Section 801 of the Political Code provides: "For the official misconduct or neglect of a notary public, he and the sureties on his official bond are liable to the parties injured thereby for all the damages sustained." Section 1185 of the Civil Code defines the requisites for acknowledgments, and the case of Anderson v. Aronsohn, 181 Cal. 294 [184 P. 12, 10 A.L.R. 866], treats definitely of the duties and liabilities of notaries public.

It seems, to the point of demonstration, that the notary herein, appellant, was negligent, and we shall waste no time discussing that point. It seems certain also that Mrs. White, the respondent, was guilty of negligence. The negligence of both contributed proximately to the fact that respondent [8 Cal. App. 2d 225] loaned her money to a person other than the owner of the property that was taken as security, and if any financial damage was suffered by respondent she is without remedy as against appellant. (Security etc. Bank v. Matson, supra)

[4] Appellant argues that since the money was loaned upon a note and trust deed long after the fraudulent grant deed was put of record under the negligent and fraudulent acknowledgment, and such trust deed was signed by J. Harvey (a single man) and Jean Harvey (a married woman), and a notary took the acknowledgments which were accepted without appellant's checking the identity of Jean Harvey as Ora Nye, the acknowledgment to the grant deed did not contribute proximately to the injury. We do not agree with this, and in view of our conclusion that respondent was negligent we shall not detail our reasons for such nonagreement. We think, however, that a proper understanding of Oakland Bank v. Murfey, supra, Security etc. Bank v. Matson, supra, and Smith v. Yule, 31 Cal. 180 [89 Am. Dec. 167], will reveal our reason and support our conclusion.

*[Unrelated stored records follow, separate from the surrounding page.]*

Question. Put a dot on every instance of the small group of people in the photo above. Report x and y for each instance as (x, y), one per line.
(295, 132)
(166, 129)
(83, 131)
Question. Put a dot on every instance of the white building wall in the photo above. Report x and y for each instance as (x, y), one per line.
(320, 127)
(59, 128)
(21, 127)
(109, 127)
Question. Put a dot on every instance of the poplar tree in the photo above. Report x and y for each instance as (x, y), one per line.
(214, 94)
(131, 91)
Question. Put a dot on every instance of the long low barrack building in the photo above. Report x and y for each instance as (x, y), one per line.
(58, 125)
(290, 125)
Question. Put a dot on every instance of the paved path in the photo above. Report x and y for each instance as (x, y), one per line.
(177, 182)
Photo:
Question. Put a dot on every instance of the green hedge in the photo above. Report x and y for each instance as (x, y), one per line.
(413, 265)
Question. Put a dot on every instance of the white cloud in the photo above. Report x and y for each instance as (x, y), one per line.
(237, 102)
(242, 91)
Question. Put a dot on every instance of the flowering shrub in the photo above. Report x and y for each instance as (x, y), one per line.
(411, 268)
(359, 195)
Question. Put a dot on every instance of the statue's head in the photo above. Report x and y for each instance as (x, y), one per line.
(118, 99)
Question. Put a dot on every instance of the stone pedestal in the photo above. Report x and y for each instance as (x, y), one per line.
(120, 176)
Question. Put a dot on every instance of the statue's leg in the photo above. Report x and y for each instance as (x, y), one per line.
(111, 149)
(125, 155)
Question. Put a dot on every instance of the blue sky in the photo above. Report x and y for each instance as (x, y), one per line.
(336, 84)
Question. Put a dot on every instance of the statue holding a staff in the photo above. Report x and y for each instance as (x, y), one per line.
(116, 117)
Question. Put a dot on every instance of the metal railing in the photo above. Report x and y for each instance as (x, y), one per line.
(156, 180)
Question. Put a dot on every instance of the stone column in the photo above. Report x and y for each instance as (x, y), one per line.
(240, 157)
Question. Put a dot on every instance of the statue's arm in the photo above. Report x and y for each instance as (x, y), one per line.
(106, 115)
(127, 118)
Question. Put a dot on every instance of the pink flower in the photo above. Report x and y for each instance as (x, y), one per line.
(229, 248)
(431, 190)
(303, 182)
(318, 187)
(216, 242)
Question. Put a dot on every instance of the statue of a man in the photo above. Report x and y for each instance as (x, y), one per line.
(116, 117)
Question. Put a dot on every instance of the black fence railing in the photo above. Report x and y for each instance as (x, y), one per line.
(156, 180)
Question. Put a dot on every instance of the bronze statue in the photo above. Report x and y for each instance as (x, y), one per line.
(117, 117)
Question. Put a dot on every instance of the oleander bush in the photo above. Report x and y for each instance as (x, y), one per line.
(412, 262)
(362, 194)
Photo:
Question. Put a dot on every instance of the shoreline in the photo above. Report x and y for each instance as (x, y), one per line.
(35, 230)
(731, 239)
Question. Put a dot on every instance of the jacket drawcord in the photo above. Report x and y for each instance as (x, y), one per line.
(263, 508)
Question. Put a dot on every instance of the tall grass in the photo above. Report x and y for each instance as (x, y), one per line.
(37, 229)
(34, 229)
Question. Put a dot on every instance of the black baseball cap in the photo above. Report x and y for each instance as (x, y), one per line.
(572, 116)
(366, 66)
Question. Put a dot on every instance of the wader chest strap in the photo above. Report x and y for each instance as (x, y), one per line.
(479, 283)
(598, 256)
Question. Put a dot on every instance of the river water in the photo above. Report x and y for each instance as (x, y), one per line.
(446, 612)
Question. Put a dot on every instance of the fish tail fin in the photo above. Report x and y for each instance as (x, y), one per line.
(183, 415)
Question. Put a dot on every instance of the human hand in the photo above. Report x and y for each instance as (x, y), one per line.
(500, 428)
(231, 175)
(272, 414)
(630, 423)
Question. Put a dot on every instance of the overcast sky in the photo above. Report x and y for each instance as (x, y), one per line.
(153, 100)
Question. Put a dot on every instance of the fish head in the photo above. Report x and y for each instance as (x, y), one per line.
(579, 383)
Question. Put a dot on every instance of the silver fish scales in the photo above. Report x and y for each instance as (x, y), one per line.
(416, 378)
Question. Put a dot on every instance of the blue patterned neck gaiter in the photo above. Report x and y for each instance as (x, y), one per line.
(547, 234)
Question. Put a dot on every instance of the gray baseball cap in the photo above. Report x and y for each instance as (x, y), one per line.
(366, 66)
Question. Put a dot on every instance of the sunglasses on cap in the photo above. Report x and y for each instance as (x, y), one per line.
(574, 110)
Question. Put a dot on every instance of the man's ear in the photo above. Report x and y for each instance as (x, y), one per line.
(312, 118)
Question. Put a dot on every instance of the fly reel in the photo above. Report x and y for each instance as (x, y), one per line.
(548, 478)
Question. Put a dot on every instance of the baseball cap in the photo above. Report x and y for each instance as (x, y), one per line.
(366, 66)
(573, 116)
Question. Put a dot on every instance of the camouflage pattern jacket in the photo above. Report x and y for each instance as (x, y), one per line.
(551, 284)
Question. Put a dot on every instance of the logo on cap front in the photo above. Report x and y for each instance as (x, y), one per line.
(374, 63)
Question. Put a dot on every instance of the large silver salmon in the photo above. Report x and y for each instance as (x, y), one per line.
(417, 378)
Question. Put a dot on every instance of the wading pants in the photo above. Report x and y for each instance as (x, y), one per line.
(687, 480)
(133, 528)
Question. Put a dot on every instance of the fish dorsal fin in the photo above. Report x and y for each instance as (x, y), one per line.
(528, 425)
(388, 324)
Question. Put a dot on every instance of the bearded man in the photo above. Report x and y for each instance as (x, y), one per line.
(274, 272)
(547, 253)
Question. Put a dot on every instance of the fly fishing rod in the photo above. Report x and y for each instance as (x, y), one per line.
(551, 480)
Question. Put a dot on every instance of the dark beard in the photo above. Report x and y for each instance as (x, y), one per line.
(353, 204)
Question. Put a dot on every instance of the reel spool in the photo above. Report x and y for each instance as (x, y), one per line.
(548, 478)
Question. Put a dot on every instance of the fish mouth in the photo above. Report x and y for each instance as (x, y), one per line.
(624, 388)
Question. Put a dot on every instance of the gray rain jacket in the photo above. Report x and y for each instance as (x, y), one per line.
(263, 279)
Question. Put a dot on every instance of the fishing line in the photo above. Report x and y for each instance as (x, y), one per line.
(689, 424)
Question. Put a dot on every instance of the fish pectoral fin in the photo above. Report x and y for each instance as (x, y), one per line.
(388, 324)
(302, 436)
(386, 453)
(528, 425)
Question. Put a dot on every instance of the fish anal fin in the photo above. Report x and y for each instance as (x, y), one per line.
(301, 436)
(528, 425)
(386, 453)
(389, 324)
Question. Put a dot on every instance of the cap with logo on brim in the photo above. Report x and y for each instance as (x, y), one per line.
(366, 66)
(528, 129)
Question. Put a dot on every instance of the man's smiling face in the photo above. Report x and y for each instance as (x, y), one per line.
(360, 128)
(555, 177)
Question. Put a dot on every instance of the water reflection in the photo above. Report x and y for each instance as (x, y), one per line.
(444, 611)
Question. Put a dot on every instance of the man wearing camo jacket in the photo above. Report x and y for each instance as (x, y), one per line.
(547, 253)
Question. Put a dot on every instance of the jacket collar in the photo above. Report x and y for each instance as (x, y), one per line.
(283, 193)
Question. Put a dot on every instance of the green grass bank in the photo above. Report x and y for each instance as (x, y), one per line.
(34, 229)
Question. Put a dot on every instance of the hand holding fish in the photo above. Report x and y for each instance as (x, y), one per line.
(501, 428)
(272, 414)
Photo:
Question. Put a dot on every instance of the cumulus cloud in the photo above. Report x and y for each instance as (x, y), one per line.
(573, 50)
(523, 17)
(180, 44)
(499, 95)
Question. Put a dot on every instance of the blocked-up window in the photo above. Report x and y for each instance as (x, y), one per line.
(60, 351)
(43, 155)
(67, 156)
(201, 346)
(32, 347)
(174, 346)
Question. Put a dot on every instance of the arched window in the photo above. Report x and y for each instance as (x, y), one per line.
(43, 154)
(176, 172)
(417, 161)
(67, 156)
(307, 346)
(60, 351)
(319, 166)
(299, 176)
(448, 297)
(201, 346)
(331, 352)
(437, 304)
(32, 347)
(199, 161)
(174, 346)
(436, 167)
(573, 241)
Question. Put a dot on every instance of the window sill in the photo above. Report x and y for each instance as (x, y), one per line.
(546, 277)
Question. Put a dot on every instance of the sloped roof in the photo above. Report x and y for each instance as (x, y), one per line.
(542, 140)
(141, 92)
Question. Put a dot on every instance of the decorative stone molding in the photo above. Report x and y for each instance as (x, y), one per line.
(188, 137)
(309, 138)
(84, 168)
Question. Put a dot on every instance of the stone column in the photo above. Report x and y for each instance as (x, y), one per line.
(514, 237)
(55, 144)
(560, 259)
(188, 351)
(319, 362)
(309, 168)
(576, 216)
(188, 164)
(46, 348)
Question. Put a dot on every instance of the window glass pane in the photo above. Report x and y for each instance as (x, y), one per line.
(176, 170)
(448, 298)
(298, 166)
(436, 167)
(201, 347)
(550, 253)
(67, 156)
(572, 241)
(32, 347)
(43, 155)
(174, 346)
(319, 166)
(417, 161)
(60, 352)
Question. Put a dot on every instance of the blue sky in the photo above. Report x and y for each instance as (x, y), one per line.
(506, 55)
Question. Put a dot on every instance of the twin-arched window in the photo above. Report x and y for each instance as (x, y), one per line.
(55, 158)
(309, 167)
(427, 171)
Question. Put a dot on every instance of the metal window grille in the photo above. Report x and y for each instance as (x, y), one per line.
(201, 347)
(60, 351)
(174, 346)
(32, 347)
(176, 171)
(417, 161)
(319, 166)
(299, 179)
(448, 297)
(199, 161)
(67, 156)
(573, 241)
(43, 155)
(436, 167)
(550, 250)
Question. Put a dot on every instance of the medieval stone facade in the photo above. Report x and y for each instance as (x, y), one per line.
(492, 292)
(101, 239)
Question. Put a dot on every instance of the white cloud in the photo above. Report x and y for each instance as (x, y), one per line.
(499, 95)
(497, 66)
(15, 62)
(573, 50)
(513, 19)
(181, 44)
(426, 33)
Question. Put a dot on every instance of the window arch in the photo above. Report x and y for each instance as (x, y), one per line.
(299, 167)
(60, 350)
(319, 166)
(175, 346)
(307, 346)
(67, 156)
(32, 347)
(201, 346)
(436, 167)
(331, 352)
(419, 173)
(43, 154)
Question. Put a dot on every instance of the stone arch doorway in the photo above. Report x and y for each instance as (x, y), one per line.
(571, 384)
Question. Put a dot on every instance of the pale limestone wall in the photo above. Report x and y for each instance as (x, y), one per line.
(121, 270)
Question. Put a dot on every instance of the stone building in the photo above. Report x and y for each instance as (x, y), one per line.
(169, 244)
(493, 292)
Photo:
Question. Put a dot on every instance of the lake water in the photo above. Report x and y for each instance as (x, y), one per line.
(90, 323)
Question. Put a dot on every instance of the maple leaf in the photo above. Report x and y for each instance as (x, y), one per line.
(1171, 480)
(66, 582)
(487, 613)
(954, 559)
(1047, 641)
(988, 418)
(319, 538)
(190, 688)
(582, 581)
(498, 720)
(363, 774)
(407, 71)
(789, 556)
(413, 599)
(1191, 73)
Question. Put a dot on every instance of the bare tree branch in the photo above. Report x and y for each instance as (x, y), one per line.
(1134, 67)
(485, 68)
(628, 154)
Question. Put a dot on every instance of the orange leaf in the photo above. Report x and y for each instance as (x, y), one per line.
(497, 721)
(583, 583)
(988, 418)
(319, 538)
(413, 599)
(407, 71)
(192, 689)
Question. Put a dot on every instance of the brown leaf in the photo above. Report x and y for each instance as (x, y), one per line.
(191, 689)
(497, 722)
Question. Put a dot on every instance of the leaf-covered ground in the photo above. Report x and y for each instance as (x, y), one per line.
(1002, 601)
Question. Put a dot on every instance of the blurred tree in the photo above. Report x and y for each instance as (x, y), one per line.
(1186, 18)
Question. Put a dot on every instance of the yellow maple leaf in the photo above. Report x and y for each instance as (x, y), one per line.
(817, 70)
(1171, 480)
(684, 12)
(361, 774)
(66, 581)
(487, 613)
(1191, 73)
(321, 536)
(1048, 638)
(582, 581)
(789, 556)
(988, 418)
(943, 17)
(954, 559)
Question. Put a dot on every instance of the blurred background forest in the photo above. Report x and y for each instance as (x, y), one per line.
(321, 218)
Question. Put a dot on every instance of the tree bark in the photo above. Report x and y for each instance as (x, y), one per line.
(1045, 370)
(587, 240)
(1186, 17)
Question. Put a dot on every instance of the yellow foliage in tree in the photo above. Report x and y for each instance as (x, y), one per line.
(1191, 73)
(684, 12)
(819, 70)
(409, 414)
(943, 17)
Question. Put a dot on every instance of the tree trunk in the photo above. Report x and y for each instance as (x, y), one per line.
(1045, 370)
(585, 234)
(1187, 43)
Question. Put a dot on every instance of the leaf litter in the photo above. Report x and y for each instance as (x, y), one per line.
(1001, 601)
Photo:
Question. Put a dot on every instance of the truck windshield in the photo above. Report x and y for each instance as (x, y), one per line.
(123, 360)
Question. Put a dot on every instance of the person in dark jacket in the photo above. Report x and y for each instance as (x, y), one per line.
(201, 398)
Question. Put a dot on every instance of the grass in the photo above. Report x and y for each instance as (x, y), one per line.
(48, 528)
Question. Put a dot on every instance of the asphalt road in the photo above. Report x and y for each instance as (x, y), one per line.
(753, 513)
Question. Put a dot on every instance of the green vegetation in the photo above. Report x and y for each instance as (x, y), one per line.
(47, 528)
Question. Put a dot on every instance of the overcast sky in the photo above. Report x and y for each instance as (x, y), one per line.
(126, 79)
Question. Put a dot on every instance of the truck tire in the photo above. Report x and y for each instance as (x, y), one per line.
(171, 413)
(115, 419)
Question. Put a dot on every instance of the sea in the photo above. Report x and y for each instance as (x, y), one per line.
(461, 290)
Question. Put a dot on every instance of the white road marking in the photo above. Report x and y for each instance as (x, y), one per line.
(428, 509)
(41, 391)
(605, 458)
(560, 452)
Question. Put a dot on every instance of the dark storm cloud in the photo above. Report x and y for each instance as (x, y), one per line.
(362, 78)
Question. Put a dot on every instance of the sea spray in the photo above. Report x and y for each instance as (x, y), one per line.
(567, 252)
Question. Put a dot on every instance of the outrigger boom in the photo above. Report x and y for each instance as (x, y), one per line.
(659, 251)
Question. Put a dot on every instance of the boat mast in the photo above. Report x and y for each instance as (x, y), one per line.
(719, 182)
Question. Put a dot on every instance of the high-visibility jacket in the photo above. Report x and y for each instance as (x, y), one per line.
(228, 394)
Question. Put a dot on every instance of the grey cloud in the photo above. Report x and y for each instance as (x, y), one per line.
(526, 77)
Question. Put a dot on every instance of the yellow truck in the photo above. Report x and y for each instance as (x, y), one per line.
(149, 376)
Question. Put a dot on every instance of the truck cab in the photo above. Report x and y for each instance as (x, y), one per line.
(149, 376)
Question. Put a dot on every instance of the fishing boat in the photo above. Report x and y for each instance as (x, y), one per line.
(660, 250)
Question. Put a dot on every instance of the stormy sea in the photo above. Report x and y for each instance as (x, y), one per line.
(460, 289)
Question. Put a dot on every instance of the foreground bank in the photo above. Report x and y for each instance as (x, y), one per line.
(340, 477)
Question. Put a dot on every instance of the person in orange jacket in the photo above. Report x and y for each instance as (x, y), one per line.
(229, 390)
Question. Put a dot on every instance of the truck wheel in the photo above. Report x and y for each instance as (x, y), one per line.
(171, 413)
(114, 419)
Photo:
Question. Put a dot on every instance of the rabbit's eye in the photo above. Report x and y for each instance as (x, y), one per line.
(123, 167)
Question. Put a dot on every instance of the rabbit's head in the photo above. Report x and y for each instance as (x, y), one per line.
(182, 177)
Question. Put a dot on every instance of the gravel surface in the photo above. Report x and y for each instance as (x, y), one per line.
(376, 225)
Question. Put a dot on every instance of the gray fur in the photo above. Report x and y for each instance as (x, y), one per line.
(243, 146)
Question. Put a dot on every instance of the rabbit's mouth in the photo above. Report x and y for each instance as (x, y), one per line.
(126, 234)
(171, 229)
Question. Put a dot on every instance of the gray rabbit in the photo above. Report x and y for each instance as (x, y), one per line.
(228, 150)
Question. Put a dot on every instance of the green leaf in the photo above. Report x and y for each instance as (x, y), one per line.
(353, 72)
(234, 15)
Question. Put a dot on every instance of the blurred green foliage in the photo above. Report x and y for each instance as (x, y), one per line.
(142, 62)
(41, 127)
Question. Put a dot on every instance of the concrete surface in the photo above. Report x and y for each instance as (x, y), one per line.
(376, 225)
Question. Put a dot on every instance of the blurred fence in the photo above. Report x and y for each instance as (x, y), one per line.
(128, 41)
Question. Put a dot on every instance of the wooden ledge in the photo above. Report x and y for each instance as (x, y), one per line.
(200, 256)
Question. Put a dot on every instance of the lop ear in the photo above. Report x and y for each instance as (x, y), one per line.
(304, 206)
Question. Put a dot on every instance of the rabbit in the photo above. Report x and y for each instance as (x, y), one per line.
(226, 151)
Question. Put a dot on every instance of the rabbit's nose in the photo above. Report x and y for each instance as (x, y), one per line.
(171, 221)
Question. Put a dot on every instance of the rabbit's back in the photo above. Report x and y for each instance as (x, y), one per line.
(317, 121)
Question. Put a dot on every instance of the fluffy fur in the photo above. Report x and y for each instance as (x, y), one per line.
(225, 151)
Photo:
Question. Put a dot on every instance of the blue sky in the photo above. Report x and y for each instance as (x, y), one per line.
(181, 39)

[5] Appellant contends that there is no finding of value of the mortgaged premises nor of the insolvency of the makers of the note, and that, indeed, there are no allegations in the complaint covering these points, which she thinks are essential. (Heidt v. Minor, 113 Cal. 385 [45 P. 700].) But here we do run into the law of the case. In the face of these contentions, made by respondents in the first appeal, we determined that the ultimate facts set out in the findings supported the relief sought by the complaint, hence our direction that a judgment be made in favor of plaintiffs; and these subjects are not referred to in any manner in the findings. They are not the subject of ultimate findings and therefore there are no findings to which we can apply the test of support by the record. So far as we are informed these points were not raised in any pleading, and it would appear that the trial court found its two former judgments upon plaintiffs' theory that no showing was needed beyond the negligent taking of the impostor's acknowledgment to the grant deed to entitle plaintiffs to recover from the notary the full sum loaned, with interest. We do not want to be understood as approving this theory, but since this was the only theory upon which the trial court could have acted, and since our former opinion held that the findings supported the judgment, there is no escaping the [8 Cal. App. 2d 226] conclusion that the law of the case precludes its reconsideration. (Phelan v. City and County of San Francisco, 20 Cal. 39; Lucas v. City of San Francisco, 28 Cal. 591; Lambert v. Bates, 148 Cal. 146 [82 P. 767]; Ellis v. Witmer, 148 Cal. 528, 531 [83 P. 800]; Tally v. Ganahl, 151 Cal. 418 [90 P. 1049]; Conde v. Sweeney, 16 Cal. App. 157 [116 P. 319].)

To recapitulate: We are convinced that the notary, the appellant, was negligent; but we are also convinced that the mortgagee, the respondent, was equally guilty of negligence, and that the negligence of each contributed proximately to cause the loss. The evidence of the transactions is all before us, and there is no dispute as to facts. A new trial would but reproduce the same legal problems that we have treated herein, and our treatment has become the law of the case.

The judgment is reversed and the trial court is directed to make and cause to be entered a judgment for the defendant Harriett B. Rosenstein and against the plaintiffs.

Crail, J., and Fricke, J., pro tem., concurred.